AI systems are unlikely to make some leading labs hope for scientific discoveries, said top scientists who embrace Face



Thomas Wolf, a top scientist who embraces Face, said the current AI system is unlikely to make some leading labs hope for scientific discoveries.

Speech wealth In Viva Technology in Paris, Embrace Face co-founder says that while large language models (LLMSs) exhibit impressive abilities to problematic, their problems are short when trying to come up with the right language, Wolf sees it as a more complex part of the real scientific advancement.

“In science, asking questions is the difficult part, and no answer is found,” Wolf said. “Once the question is asked, the answer is usually obvious, but the hard part is really asking questions, and the model is very bad at raising good questions.”

Wolf said he came to the conclusion after reading a widely circulated blog post by human CEO Dario Amodei. The machine of grace. Among them, Amodei believes that as AI accelerates science sharply, the world is about to see the 21st century “compression” into a few years.

Wolf said he initially found the work inspiring, but began to doubt Amodi’s idealistic vision for the future after a second reading.
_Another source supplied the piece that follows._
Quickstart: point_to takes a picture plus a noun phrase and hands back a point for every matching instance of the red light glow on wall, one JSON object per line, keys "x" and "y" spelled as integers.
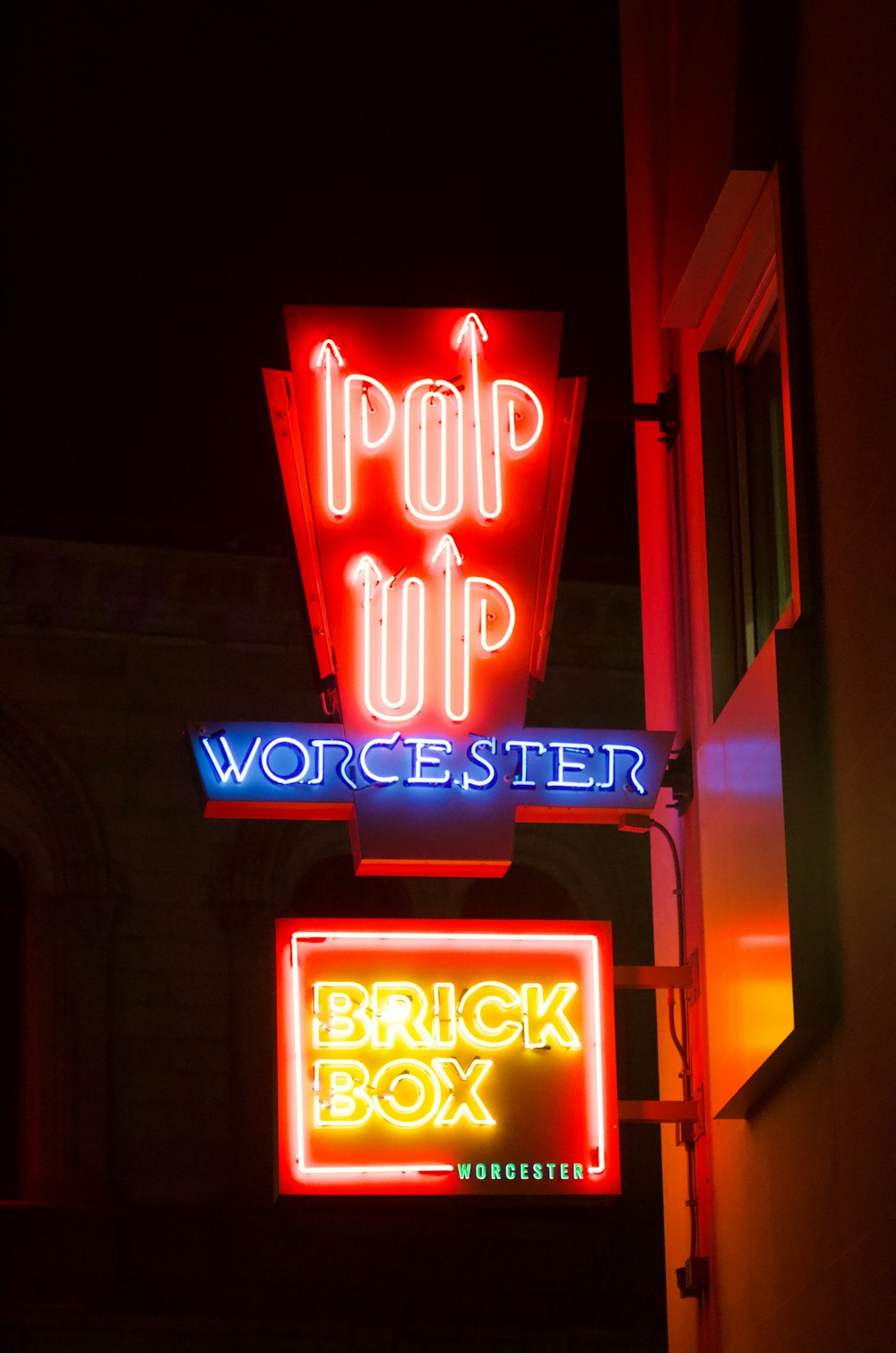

“It means it will solve cancer, it will solve mental health problems – it will even bring peace into the world, but then I read it again and realized it sounded like something wasn’t right, and I didn’t believe it.”

For Wolf, the problem is not AI’s lack of knowledge, but the lack of ability to challenge our existing knowledge framework. AI models are trained to predict possible continuities, for example, the next word in a sentence, while today’s models do well in mimicking human reasoning, but they don’t have any real primitive thinking.

“The model is just trying to predict the most likely thing,” Wolf explained. “But in almost all the big cases of discovery or art, it’s not the art you’re most likely to see, but it’s the most interesting one.”

Taking GO’s games as an example, board games became a milestone in AI history, when DeepMind’s Alphago defeated the world champion in 2016, but Wolf believes that while it’s impressive to master the rules of GO, the biggest challenge is to invent such a complex game in the first place. In terms of science, he said, the equivalent of invention of games is equivalent to these real primitive problems.

Wolf first wrote in an article titled ” Einstein AI modelpublished earlier this year. “To create an Einstein in a data center, we need not only a system that knows all the answers, but also a system that can ask questions that others think of or dare not ask.”

He believes that what we have is a model that acts like “Yes-Men on the server” – without a doubt, but unlikely to challenge assumptions or rethink the underlying ideas.